Prioritize follow-up for highly engaged users.
Leads who spend more time browsing or reviewing content should enter accelerated or personalized outreach flows, as this behavior signals strong interest.
Encourage mid-level profile completion.
Subtle design nudges—such as progress indicators or gentle reminders—can guide users to complete more of their profile, which aligns with higher conversion likelihood.
Use demographic and recent-activity cues to tailor messaging.
While not primary drivers, factors like occupation, age, and last interaction type provide useful nuance and can help personalize communication strategies.
Maintain referral and educational acquisition channels.
Although these channels have less influence than website-first contact, they continue to attract motivated prospects and should remain part of the overall acquisition strategy.

In summary:
This project demonstrates my ability to move from exploratory analysis to interpretable, production-ready machine learning models for predicting lead conversion. I analyzed behavioral, categorical, and demographic data using Python, Pandas, and scikit-learn, identifying engagement-driven signals that distinguish high-intent leads from casual visitors.

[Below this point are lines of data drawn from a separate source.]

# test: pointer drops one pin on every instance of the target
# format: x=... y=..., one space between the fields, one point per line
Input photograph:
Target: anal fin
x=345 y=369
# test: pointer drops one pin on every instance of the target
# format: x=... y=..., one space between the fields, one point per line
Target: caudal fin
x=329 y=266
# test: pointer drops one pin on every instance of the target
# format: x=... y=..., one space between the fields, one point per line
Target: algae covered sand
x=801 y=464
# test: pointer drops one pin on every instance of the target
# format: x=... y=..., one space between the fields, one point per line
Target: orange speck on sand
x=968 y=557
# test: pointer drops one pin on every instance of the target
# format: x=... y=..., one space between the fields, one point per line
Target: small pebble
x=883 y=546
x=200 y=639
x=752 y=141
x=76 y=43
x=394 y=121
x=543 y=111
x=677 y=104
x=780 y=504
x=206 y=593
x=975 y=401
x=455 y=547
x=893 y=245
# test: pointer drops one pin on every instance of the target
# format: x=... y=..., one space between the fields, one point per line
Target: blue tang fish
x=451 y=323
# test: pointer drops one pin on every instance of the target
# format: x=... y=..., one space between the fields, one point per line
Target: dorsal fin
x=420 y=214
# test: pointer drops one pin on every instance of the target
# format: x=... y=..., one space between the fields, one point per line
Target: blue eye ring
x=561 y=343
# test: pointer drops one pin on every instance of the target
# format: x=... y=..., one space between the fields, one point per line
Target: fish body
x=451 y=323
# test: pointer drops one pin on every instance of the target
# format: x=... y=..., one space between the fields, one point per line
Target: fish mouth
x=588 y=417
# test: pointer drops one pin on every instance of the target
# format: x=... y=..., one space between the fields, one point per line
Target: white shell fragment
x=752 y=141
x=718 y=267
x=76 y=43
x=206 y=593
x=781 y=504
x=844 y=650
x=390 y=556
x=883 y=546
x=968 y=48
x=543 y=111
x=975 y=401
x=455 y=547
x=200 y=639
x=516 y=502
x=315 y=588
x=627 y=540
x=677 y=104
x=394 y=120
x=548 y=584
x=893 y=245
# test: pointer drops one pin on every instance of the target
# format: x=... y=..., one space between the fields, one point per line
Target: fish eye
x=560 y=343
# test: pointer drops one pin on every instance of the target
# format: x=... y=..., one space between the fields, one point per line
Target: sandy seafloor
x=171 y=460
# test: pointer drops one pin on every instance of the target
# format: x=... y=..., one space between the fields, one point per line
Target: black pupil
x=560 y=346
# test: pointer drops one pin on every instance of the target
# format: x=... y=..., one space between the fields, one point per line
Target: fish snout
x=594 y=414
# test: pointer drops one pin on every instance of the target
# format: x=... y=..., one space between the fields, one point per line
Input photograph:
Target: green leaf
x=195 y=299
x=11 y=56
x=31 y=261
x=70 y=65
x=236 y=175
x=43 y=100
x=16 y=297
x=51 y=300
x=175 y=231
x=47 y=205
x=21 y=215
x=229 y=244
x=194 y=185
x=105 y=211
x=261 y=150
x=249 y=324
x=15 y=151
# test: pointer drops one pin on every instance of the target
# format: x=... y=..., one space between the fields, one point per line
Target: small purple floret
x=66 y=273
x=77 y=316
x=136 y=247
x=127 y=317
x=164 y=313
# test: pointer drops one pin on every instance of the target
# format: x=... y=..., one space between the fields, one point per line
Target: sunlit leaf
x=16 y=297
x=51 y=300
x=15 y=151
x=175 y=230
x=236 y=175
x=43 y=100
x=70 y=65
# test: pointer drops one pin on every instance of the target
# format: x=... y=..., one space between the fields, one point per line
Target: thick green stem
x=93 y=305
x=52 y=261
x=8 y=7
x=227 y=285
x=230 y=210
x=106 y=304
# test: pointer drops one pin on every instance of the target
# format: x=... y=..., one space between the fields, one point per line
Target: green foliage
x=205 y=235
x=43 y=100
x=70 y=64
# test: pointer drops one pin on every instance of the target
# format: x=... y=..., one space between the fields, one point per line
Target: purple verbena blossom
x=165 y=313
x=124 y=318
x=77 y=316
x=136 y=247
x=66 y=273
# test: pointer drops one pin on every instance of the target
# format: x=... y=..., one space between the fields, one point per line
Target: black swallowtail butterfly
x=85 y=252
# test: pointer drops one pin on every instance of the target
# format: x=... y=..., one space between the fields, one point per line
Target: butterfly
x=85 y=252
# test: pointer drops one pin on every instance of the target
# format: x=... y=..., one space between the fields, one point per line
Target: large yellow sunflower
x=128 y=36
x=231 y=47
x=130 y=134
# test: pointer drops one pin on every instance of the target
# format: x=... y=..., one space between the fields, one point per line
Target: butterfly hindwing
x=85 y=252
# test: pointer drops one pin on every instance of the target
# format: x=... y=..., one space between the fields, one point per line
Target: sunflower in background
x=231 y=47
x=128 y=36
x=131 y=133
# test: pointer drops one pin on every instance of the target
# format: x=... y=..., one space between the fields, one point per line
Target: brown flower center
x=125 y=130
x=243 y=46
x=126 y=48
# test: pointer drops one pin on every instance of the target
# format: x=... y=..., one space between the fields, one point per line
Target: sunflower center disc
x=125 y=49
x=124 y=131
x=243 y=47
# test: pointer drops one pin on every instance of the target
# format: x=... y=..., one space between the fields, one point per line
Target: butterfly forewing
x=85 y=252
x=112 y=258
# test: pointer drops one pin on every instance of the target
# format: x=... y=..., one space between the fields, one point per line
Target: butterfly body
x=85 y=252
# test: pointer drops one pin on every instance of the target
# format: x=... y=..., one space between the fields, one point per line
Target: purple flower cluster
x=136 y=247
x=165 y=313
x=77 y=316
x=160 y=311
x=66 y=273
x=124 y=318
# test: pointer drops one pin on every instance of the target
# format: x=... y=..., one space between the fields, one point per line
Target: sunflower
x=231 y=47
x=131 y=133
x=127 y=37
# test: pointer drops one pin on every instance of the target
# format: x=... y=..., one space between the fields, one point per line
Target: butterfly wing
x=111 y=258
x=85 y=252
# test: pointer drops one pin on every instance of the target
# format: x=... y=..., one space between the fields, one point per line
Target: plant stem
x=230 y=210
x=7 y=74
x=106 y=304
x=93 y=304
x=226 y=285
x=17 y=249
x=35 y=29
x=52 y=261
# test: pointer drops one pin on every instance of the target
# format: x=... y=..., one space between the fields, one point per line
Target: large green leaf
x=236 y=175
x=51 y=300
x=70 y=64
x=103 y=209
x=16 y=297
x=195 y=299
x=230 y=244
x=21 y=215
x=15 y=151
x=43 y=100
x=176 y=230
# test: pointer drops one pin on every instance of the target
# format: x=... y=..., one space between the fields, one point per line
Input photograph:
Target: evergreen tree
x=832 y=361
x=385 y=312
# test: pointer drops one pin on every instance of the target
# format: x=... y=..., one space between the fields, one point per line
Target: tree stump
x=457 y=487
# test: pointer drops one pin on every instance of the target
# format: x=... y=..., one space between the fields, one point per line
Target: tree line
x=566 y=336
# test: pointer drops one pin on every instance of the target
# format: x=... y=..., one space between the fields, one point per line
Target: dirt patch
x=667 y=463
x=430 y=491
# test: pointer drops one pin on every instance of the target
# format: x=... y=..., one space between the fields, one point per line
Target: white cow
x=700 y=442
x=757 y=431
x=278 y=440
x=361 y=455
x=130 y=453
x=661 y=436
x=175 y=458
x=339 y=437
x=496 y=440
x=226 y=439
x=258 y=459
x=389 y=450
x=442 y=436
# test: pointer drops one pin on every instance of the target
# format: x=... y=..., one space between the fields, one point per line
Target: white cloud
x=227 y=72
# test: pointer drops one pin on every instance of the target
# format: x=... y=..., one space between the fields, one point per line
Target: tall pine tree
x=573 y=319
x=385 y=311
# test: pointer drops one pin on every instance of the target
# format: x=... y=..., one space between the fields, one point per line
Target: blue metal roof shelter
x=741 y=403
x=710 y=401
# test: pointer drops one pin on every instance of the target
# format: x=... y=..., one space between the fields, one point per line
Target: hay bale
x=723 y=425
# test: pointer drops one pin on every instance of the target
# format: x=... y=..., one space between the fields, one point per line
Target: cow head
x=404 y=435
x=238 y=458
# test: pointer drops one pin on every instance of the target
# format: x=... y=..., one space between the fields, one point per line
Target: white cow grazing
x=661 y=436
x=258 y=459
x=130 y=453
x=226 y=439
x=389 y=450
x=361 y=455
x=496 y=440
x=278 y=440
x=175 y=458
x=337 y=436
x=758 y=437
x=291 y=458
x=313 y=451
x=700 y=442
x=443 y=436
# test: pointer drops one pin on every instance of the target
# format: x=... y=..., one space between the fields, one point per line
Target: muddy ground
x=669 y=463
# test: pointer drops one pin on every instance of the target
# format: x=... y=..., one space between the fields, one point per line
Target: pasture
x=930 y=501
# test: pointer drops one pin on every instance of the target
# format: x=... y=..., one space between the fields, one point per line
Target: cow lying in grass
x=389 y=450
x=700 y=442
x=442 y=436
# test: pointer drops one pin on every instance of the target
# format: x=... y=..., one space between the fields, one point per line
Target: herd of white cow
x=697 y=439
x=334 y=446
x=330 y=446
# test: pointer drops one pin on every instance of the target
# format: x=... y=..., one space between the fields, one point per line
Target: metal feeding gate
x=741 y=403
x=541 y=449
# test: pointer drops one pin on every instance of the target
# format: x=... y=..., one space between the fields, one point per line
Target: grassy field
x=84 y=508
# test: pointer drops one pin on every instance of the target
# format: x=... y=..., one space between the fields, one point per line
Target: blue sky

I built and evaluated Decision Tree and Random Forest models, diagnosed overfitting through train–test performance gaps, and applied pruning strategies to improve generalization. By comparing unpruned and pruned models, I demonstrated how model constraints affect stability, feature importance, and predictive reliability.

Throughout the process, I emphasized interpretability—using feature importance, confusion matrices, and clear visualizations—to translate model behavior into actionable insights. The final results highlight how engagement quality, rather than raw traffic or demographics, drives conversion, reinforcing my ability to connect technical modeling decisions to meaningful business recommendations.